Arizona has crafted an immigration enforcement law that is now subject to a challenge by federal officials who claim the law steps across the line and attempts to do the federal government's job.

That's the point, isn't it?

Arizona was so frustrated with the lack of a coherent national immigration policy that the state went to the trouble and expense of constructing a law that aims to calm the roiling waters at least within their own state.

Where does this pent-up frustration come from?

Is it a general angst of knowing that immigrants are entering the country in a constant flow, much like the now-familiar Web cam window to the insidious BP Gulf of Mexico oil leak?

Do Arizonans resent the illegal immigrants building their homes, harvesting their crops and working on their landscaping crews?

In this regard, consider the statements by Arizona Governor Jan Brewer:

“As a direct result of failed and inconsistent federal enforcement, Arizona is under attack from violent Mexican drug and immigrant smuggling cartels,” she said. “Now, Arizona is under attack in federal court from President Obama and his Department of Justice.”

A flash point for the issue in Arizona was the killing earlier this year of southern Arizona rancher Robert Krentz, who authorities suspect was murdered by a smuggler of illegal immigrants.

The federal government, in turn, says that the Arizona immigration law will place significant burdens on federal agencies, diverting their resources away from high-priority targets, such as aliens implicated in terrorism, drug smuggling, and gang activity, and those with criminal records.

Basically, the federal government said it doesn’t have the resources to account for all illegal immigrants – only the really bad actors.

Arizona counters that the feds have shown no impulse to sue local governments that have adopted a patchwork of ‘sanctuary’ policies that directly violate federal law.

Statistics are used by both sides of the debate.

For example, the Federation for American Immigration Reform estimates that illegal immigration costs federal and local taxpayers $113 billion a year, of which Arizona suffers an annual hit of $2.6 billion.

The report states undocumented workers pay about $13 billion a year in taxes, resulting in a net cost to taxpayers of about $100 billion.

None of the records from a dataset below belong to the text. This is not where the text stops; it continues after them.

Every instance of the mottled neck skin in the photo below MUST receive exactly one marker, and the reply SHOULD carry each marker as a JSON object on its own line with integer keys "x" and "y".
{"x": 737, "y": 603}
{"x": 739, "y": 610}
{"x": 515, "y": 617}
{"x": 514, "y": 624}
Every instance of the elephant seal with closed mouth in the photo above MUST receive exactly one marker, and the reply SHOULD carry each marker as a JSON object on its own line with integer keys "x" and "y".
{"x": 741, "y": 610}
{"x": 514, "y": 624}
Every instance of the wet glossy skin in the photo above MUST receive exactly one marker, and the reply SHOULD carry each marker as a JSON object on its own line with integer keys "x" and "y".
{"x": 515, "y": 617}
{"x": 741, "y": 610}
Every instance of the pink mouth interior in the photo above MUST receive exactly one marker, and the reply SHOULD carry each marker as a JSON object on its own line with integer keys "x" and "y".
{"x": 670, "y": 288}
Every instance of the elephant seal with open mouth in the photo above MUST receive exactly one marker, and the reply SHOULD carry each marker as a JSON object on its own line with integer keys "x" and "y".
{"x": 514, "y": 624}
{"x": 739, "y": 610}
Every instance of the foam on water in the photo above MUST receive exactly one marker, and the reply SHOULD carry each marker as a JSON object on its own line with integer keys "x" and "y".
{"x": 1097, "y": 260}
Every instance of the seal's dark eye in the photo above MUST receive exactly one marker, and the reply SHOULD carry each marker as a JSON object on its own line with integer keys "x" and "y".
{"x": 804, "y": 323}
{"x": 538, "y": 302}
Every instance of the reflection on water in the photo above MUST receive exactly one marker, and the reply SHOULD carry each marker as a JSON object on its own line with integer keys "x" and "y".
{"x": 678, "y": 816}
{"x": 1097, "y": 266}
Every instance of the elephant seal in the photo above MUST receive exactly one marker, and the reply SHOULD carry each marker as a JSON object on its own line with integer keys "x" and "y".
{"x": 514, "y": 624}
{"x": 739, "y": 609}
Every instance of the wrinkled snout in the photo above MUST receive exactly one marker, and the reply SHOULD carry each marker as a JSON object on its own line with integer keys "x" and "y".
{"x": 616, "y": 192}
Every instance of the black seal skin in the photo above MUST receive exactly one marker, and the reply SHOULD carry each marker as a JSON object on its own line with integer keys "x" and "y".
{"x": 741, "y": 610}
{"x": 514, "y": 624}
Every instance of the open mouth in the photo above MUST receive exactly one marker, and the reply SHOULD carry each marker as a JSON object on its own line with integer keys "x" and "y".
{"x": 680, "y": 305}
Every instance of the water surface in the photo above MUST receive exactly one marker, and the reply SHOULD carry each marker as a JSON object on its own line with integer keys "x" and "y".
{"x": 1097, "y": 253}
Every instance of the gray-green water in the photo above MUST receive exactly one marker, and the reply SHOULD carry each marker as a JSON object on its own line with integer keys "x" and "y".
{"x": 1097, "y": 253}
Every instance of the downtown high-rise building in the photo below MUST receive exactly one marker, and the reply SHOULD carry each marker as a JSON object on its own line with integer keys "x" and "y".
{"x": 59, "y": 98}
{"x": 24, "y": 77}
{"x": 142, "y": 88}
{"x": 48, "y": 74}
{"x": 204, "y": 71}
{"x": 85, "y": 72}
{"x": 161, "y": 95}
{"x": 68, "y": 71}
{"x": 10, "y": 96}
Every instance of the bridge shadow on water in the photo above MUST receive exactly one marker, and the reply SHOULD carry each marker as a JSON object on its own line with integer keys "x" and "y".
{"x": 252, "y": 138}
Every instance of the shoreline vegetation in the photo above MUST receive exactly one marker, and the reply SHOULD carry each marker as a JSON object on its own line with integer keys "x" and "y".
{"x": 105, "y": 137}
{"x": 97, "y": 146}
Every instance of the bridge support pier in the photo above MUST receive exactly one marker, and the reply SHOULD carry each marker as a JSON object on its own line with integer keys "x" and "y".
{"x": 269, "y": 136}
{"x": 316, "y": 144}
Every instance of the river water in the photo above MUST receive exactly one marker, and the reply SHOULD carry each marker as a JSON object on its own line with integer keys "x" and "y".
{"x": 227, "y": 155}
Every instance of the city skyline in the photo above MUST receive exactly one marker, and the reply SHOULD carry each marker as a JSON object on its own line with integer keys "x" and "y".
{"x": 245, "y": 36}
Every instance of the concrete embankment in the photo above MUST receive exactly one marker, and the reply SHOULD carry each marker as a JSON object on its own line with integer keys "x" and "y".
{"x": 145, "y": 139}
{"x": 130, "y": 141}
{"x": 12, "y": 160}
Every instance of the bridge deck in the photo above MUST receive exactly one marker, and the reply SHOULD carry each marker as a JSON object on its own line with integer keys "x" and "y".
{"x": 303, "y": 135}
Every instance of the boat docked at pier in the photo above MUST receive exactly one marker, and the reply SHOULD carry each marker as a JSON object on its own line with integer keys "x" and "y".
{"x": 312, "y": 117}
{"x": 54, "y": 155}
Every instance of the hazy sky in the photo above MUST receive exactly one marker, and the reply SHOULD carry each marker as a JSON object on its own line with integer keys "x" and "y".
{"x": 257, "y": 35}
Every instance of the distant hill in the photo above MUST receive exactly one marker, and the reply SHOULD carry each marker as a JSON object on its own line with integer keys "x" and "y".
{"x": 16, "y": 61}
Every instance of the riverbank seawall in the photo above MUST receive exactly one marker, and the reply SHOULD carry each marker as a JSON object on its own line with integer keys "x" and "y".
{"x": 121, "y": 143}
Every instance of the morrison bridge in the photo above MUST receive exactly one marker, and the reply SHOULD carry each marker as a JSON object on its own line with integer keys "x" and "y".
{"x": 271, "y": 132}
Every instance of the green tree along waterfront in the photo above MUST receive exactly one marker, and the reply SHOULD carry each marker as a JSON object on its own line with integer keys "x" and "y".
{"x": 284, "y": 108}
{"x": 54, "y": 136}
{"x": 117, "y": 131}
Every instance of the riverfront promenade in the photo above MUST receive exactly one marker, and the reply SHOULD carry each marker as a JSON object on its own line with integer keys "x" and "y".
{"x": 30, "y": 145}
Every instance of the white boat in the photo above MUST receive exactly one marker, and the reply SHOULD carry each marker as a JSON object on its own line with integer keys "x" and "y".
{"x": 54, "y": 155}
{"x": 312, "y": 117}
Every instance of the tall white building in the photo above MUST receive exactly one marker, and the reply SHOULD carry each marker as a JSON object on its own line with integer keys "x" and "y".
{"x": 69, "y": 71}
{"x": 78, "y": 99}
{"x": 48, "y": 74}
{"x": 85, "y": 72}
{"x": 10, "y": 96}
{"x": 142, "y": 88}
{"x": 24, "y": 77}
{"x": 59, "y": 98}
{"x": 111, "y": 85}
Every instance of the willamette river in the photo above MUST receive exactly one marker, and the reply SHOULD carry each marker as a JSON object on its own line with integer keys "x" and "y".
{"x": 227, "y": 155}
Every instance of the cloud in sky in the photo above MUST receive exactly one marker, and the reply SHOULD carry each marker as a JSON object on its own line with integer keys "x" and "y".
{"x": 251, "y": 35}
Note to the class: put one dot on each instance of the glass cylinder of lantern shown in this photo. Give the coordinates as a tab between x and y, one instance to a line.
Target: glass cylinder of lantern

Yet a study earlier this year by the Center for American Progress estimated that deporting the entire illegal immigration population and securing the borders would cost $285 billion over five years.

Pick your poison, as it were.

The backlash against the state is severe and only likely to grow. Besides the expense defending the law against a challenge by the federal government, the state is subject to boycott threats by assorted other groups who vow to
avoid the state for events.

There is no sure indication how the law will change labor availability for agricultural employers. .

The federal government’s lawsuit and assorted boycotts may only harden the resolve of Arizona to circle the wagons and defend its law.

“Arizona will ultimately prevail against the lawsuits – including this latest assault by the Obama Administration,” Brewer said in a statement this week.

If there is one thing that can be gained for all interested parties by the controversial Arizona immigration law — granted, this is a big if — it is that it may bring Congress one step closer to enacting comprehensive immigration reform.

The three essential tenets of that legislation will be to secure the border, provide an adequate guest worker provision for agriculture and account for the illegal immigrants living in the U.S.